Updating custom resources causes them to be deleted?

It’s important to understand the custom resource life cycle, to prevent your data from being deleted.

A very interesting and important thing to know is that CloudFormation compares the physical resource id you returned by your Lambda function to the one you returned previously. If the IDs are different, CloudFormation assumes the resource has been replaced with a new resource. Then something interesting happens.

When the resource update logic completes successfully, a Delete request is sent with the old physical resource id. If the stack update fails and a rollback occurs, the new physical resource id is sent in the Delete event.

You can read more here about custom resource life cycle and other best practices


The problem seems to be the sample implementation of the sendResponse() function that is used to send the custom resource completion event back to CloudFormation. This method is responsible for setting the custom resource's physical resource ID. As far as I understand, this value represents the globally unique identifier of the "external resource" that is managed by the Lambda function backing the CloudFormation custom resource.

As can be seen in the CloudFormation's "Lambda-backed Custom Resource" sample code, as well as in the cfn-response NPM module's send() and the CloudFormation's built-in cfn-response module, this method has a default behavior for calculating the physical resource ID, if not provided as a 5th parameter, and it uses the CloudWatch Logs' log stream that is handling logging for the request being processed:

var responseBody = JSON.stringify({
    ...
    PhysicalResourceId: context.logStreamName,
    ...
})

Because CloudFormation (or the AWS Lambda runtime?) occasionally changes the log stream to a new one, the physical resource ID generated by sendResponse() is changing unexpectedly from time to time, and confuses CloudFormation.

As I understand it, CloudFormation managed entities sometimes need to be replaced during an update (a good example is RDS::DBInstance that needs replacing for almost any change).
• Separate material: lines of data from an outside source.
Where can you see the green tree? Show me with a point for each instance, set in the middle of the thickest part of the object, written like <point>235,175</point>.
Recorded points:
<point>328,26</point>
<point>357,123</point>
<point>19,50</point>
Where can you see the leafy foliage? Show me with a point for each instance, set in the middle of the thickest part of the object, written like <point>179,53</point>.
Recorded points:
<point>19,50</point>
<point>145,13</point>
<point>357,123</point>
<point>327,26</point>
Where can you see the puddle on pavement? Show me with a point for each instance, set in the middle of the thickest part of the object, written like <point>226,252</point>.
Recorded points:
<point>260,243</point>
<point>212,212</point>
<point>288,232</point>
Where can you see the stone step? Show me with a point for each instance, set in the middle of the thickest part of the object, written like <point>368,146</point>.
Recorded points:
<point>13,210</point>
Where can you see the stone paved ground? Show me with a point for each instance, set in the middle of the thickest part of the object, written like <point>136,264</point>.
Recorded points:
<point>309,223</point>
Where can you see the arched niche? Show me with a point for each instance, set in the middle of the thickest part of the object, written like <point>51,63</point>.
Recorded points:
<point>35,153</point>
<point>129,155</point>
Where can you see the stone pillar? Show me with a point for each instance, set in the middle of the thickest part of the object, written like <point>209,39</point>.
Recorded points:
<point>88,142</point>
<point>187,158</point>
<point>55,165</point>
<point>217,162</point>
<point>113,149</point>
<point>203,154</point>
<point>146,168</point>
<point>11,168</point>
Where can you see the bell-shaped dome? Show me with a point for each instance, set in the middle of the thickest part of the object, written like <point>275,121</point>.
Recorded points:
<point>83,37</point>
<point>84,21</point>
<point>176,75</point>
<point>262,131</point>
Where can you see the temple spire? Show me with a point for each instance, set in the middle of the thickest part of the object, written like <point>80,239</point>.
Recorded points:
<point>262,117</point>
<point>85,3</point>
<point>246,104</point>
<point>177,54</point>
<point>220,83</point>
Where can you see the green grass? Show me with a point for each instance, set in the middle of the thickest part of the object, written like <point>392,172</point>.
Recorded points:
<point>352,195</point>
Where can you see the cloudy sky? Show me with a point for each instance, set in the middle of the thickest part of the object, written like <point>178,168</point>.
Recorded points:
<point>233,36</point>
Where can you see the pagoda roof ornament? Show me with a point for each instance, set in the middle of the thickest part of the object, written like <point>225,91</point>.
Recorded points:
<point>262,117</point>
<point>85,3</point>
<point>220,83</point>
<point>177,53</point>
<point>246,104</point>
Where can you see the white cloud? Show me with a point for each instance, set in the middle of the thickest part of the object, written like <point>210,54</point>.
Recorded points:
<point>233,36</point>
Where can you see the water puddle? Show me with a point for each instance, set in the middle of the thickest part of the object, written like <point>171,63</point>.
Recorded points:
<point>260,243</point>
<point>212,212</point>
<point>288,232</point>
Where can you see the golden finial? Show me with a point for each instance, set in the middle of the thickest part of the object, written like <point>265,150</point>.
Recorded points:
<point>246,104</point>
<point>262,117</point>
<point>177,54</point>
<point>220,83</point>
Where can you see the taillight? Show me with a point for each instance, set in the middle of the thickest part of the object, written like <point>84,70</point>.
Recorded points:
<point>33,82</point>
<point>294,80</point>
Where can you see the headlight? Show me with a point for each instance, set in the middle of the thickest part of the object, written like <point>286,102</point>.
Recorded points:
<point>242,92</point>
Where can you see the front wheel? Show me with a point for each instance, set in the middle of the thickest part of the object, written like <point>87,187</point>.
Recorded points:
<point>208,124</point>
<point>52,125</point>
CloudFormation policy is that if a resource needs replacing, the new resource is created during the "update stage" and the old resource is deleted during the "cleanup stage".

So using the default sendResponse() physical resource ID calculation, the process looks like this:

  1. A stack is created.
  2. A new log stream is created to handle the custom resource logging.
  3. The backing Lambda function is called to create the resource and the default behavior set its resource ID to be the log stream ID.
  4. Some time passes
  5. The stack gets updated with new parameters for the custom resource.
  6. A new log stream is created to handle the custom resource logging, with a new ID.
  7. The backing Lambda function is called to update the resource and the default behavior set a new resource ID to the new log stream ID.
  8. CloudFormation understands that a new resource was created to replace the old resource and according to the policy it should delete the old resource during the "cleanup stage".
  9. CloudFormation reaches the "cleanup stage" and sends a delete request with the old physical resource ID.

The solution, at least in my case where I never "replace the external resource" is to fabricate a unique identifier for the managed resource, provide it as the 5th parameter to the send response routine, and then stick to it - keep sending the same physical resource ID received in the update request, in the update response. CloudFormation will then never send a delete request during the "cleanup stage".

My implemenation (in JavaScript) looks something like this:

    var resID = event.ResourceProperties.PhysicalResourceId || uuid();
    ...
    sendResponse(event, context, status, resData, resID);

Another alternative - which would probably only make sense if you actually need to replace the external resource and want to adhere to the CloudFormation model of removing the old resource during cleanup - is to use the actual external resource ID as the physical resource ID, and when receiving a delete request - to use the provided physical resource ID to delete the old external resource. That is what CloudFormation designers probably had in mind in the first place, but their default sample implementation causes a lot of confusion - probably because the sample implementation doesn't manage a real resource and has no update functionality. There is also zero documentation in CloudFormation to explain the design and reasoning.